Hot cornbread was one of my childhood favorites. This muffin version with a Southwest flavor that I devised is now my and my husband's favorite. —Sarah Hovley, Santa Cruz, California

Chile Corn Muffins

Chile Corn Muffins
Prep Time
15 min
Cook Time
20 min
Yield
about 1-1/2 dozen
Ingredients
- 2-1/2 cups all-purpose flour
- 1 cup yellow cornmeal
- 1/4 cup sugar
- 5 teaspoons baking powder
- 1-1/2 teaspoons salt
- 1 teaspoon chili powder
- 2 large eggs
- 1-1/2 cups 2% milk
- 2/3 cup canola oil
- 1/2 cup finely chopped onion
- 1 can (4 ounces) chopped green chiles, drained
Directions
- In a large bowl, combine the flour, cornmeal, sugar, baking powder, salt and chili powder. In a small bowl, beat the eggs; add milk, oil, onion and chiles. Stir into dry ingredients just until moistened.

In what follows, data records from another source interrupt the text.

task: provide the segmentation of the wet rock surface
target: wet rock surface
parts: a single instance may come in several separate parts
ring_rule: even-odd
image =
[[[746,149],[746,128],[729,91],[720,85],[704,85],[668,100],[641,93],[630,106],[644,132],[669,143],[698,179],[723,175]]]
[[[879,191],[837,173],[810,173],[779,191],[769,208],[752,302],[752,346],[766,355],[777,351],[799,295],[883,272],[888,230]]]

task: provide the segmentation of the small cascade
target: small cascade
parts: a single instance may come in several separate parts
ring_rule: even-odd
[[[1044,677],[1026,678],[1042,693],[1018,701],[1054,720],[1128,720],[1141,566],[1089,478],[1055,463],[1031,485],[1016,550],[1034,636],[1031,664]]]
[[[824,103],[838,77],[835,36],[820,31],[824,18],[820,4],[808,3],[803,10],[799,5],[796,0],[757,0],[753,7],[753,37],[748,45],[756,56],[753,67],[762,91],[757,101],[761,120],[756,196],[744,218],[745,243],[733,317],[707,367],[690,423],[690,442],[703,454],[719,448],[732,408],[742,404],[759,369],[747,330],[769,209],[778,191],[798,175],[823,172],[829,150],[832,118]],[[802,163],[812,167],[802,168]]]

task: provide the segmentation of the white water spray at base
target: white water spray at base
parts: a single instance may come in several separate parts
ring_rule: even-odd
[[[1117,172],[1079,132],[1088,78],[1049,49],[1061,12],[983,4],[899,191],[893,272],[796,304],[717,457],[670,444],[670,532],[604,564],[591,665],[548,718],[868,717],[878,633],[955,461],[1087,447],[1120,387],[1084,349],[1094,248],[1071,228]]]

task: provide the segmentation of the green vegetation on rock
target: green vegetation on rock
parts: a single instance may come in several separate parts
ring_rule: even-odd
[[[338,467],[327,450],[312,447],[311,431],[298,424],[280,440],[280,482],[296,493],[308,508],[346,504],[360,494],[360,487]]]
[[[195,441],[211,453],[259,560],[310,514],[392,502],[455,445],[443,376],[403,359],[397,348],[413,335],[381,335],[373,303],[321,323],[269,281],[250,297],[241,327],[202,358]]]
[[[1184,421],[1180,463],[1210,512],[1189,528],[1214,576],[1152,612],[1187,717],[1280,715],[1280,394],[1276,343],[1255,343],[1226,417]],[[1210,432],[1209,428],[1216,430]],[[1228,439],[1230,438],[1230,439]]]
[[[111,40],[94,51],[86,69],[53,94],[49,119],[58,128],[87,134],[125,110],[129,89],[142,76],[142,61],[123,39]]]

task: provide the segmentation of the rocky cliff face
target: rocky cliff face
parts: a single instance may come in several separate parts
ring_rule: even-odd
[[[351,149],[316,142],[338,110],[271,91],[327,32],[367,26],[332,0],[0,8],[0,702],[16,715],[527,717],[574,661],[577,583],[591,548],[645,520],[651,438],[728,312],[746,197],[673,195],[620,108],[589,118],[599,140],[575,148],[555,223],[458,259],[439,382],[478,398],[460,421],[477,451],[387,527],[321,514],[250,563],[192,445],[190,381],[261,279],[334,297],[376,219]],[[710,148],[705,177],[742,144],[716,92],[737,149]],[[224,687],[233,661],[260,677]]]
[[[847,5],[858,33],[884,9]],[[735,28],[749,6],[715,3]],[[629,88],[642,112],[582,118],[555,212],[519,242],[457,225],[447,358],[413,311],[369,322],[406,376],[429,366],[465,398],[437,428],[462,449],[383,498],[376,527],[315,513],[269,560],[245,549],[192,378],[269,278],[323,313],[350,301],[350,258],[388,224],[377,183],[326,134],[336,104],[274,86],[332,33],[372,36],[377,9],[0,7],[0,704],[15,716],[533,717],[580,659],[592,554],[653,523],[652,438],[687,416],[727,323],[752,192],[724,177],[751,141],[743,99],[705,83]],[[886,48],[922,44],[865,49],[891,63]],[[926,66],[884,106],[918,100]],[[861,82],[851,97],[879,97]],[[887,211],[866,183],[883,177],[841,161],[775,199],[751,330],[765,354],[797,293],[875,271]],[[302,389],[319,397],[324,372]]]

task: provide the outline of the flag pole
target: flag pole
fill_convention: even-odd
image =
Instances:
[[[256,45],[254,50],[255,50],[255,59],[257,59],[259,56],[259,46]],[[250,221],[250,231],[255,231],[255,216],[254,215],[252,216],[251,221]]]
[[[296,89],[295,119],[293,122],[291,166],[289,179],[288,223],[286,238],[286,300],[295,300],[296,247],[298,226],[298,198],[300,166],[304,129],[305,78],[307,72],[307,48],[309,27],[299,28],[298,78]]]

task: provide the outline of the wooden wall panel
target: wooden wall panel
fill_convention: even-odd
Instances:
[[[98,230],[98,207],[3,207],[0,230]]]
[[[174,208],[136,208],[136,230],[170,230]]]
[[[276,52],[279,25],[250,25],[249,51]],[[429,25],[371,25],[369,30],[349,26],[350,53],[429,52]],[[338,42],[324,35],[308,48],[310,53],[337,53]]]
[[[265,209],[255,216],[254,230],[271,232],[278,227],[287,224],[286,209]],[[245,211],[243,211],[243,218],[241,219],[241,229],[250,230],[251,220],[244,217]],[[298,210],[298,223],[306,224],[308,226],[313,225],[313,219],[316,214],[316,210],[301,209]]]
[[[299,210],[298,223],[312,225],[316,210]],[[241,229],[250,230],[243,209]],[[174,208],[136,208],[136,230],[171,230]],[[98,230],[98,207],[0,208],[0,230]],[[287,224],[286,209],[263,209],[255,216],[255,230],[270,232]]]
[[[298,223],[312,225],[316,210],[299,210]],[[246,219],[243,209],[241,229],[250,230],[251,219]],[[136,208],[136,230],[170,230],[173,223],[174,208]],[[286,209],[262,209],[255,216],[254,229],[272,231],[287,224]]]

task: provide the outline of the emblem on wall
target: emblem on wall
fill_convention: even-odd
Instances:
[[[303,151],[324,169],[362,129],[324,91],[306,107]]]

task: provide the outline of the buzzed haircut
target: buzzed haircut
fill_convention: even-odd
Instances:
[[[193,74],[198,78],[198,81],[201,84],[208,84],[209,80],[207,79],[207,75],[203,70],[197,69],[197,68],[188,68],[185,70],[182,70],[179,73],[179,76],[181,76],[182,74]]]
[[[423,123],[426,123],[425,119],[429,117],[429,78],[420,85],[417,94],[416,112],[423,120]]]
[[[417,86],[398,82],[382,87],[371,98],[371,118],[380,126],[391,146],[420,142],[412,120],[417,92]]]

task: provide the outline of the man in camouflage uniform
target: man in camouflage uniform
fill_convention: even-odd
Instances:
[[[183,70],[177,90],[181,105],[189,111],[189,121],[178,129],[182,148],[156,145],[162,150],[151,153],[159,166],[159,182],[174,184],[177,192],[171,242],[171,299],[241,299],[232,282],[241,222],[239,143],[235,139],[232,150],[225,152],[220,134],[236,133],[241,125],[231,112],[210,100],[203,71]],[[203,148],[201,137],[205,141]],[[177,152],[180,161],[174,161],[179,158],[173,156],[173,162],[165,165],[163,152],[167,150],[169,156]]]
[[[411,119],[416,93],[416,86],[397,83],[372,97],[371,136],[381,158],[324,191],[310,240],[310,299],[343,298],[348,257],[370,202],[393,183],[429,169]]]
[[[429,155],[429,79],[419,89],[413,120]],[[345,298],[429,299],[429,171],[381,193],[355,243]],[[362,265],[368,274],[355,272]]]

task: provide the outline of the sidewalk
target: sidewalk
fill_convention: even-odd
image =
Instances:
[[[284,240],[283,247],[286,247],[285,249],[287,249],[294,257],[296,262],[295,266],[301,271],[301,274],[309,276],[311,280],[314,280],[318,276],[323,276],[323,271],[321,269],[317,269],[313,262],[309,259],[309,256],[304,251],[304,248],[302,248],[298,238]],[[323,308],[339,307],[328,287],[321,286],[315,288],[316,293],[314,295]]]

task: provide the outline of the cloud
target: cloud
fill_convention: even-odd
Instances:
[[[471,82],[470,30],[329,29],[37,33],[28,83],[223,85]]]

- Fill greased or paper-lined muffin cups two-thirds full. Bake at 400° for 20-25 minutes or until muffins test done. Serve warm.
Nutrition Facts
1 muffin: 198 calories, 10g fat (2g saturated fat), 26mg cholesterol, 352mg sodium, 24g carbohydrate (4g sugars, 1g fiber), 4g protein.